Saturday, June 7, 2008

Image Formats Narrative - Full Text Copy and Paste

Joshua Arant
EDUC 6305
Image Formats – Narrative

I have searched for images online that speak to who I am as a person. I chose an image of the Grand Canyon and Mt. Everest because I love travel and hiking (although I am not crazy enough to try Everest), two photographs of space images because I am fascinated by the universe’s size and the many facets of astronomy (as I mentioned in my photo story), and one animated picture of the gang of peanuts characters (i.e. Charlie Brown and Snoopy) because I have always loved the program. I have been looking at the names, sizes, and type of files. Below is a link to a spreadsheet where I present the name, size, file type, and date modified for the five files I used for this assignment.
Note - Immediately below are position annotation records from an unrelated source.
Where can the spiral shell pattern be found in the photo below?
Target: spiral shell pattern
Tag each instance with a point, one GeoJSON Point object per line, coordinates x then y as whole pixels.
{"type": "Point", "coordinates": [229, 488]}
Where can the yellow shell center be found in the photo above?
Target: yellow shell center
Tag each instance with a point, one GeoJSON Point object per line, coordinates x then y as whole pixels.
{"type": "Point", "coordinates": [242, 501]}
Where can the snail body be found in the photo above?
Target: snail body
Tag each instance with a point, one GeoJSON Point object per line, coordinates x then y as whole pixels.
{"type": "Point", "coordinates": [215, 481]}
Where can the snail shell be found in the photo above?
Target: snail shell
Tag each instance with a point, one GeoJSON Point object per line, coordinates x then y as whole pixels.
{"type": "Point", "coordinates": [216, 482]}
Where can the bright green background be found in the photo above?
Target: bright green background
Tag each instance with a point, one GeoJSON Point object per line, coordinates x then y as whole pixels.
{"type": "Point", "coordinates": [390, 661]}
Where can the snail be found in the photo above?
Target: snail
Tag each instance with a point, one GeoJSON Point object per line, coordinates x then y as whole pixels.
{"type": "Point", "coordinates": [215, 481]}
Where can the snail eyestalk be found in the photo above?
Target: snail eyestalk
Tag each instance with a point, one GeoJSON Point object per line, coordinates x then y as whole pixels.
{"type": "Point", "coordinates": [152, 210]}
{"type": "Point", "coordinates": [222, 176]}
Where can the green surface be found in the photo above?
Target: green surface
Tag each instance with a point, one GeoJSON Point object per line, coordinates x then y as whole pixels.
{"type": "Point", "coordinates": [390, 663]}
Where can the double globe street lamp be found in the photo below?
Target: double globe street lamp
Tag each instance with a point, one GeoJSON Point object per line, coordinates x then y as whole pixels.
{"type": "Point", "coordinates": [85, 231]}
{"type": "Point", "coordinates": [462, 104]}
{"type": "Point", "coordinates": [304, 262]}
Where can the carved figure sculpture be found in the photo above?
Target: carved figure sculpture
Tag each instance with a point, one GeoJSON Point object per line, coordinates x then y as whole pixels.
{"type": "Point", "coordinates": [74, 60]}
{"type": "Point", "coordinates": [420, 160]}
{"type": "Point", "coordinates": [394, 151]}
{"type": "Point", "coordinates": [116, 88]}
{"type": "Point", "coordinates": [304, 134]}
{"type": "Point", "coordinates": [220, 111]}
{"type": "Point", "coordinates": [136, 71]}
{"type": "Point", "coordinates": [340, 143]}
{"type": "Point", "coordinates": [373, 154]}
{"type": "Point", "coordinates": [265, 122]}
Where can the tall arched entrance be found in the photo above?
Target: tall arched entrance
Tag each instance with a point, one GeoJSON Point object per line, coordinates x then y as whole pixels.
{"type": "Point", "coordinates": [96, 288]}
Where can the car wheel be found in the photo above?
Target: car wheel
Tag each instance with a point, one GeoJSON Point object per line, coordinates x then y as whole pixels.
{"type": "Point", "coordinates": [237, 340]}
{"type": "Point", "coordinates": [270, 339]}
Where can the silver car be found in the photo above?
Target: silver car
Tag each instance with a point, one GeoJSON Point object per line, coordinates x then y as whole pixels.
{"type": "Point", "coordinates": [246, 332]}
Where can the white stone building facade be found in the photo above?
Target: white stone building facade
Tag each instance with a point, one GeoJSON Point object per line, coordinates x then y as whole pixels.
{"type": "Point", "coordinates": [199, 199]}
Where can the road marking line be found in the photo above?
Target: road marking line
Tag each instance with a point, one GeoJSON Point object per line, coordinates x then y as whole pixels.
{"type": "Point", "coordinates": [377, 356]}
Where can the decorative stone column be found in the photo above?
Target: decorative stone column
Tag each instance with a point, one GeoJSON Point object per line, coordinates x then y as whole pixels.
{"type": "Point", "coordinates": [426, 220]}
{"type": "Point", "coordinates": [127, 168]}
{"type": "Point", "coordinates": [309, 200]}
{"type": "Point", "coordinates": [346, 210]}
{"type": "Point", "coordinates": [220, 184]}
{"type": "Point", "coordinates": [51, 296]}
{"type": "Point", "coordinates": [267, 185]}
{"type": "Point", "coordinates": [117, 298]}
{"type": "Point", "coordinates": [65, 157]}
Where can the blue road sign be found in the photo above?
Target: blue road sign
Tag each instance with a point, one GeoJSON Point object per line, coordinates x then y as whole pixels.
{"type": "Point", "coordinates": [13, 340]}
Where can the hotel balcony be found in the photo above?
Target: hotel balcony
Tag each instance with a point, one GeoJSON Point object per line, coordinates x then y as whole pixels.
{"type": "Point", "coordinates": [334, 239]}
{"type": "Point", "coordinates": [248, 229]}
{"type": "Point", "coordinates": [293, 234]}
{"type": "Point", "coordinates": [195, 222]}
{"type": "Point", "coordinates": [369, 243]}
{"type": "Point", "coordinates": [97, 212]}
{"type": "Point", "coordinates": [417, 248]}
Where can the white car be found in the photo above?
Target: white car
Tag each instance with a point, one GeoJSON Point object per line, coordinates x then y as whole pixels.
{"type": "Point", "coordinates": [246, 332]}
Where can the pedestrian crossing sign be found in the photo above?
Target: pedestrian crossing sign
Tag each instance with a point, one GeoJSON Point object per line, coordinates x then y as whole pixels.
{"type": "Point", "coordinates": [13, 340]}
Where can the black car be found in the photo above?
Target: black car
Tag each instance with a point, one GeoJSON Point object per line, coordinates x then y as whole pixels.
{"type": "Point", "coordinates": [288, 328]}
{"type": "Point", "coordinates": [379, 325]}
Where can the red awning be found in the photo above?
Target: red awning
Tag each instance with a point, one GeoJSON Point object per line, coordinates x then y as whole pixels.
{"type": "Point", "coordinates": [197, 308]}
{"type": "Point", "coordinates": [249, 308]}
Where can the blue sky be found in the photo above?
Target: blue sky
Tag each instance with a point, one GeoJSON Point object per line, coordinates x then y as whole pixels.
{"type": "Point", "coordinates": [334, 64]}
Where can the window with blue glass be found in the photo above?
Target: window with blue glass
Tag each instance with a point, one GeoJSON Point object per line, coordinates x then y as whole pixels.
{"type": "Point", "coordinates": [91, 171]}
http://spreadsheets.google.com/pub?key=pLpsg_-9TutQ0QxIBne7FPQ

I have learned a great deal about how to navigate through the desktop to find images that I have downloaded from the internet. I can see that images and graphics vary greatly in the way they are formatted on the computer and that many different types of image formats exist. The same image can be converted to different file types, and this often changes the file size and the picture quality. Picasa seems to be a great program for organizing images, and I love that it is set up to automatically post any of your images to your blog. This program brings all of your image files to one location while maintaining your original organization of these files. This is fantastic because it turns an otherwise long and tedious process into a couple of clicks.
In my sample, jpg is the most common file type. The minimum file size in my sample is 38 KB and the maximum sample is 303 KB. The average size is 124.8 KB. I looked through many images other than the five that I selected for the assignment. Most of the images I saw were jpg files. However, most of the files that I looked through were photographic. I looked at some animated images and they were all gif files. I looked at many more photographic images than animated images, so my five are a pretty good representative sample of all the images I looked at with regard to file type. Based on my five images and all the images that I considered, I would conclude that most images on the internet are jpg files. Of course, this is not a valid conclusion because I have not looked at a diverse enough sample of images. However, I might reasonably conclude that photographic images are more likely to be jpg files than animated images and that animated images are more likely to be gif files.
I took the image of Mt. Everest (originally a jpg file), opened it in paint, and changed it to a bitmap. The icon changed from the Corel Photo icon (in jpg) to a Microsoft Paint icon (in bitmap). The bitmap version had much higher quality than the jpg version. This was increasingly evident as I zoomed in on both versions. The bitmap file is also roughly ten times the size of the jpg file. Based on this and my observations of many other jpg and gif files, it seems that the file size increases with picture quality. More importantly, the file size seems to increase much more with picture quality than with picture size. The animated files were all much smaller than the photographic files. Higher quality photographic files were much larger than lower quality photographic images.
In summary, many different types of images are available online for use and storage on your desktop. Various types of files are used to provide a variety of image types and qualities for people’s various needs and conditions. File type and file size seem to be very closely related to image quality. I have learned a great deal about online graphics and imaging, but I still have a great deal to learn.